Imagine for a second that you are a retailer of household wares and you sell a desk lamp to a customer. After several uses, the light bulb unexpectedly explodes causing the customer injuries. The cause of the explosion is unknown, but your customer files a products liability lawsuit naming as defendants, the manufacturers of the lamp and light bulb, various component distributors, and you, the retailer of the lamp.

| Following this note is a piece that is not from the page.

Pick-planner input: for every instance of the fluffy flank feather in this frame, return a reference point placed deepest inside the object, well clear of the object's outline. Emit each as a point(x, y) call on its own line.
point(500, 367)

California imposes strict liability on all participants in the chain of distribution for a defective product based upon the theory that manufacturers and distributors should bear the cost of a defective product rather than the injured person who is powerless to protect themselves, see Bostick v. Flex Equipment, (2007) 147 Cal.App.4th 80, 88 (citing Greenman v. Yuba Power Products, (1963) 59 Cal.2d 57, 63, (Greenman ); and Vandermark v. Ford Motor, (1964) 61 Cal.2d 256, 262–263); Kaminski v. Western MacArthur (1985) 175 Cal. App. 3d 445, 456. Consistent with this policy, downstream retailers and distributors have the right to seek indemnity against the manufacturer of the defective product. However, in reality, a retailer can find itself with the proverbial deck stacked against them, on the hook for potentially all of a plaintiff’s damages and without real recourse against or contribution from the more culpable upstream distributors/manufacturers.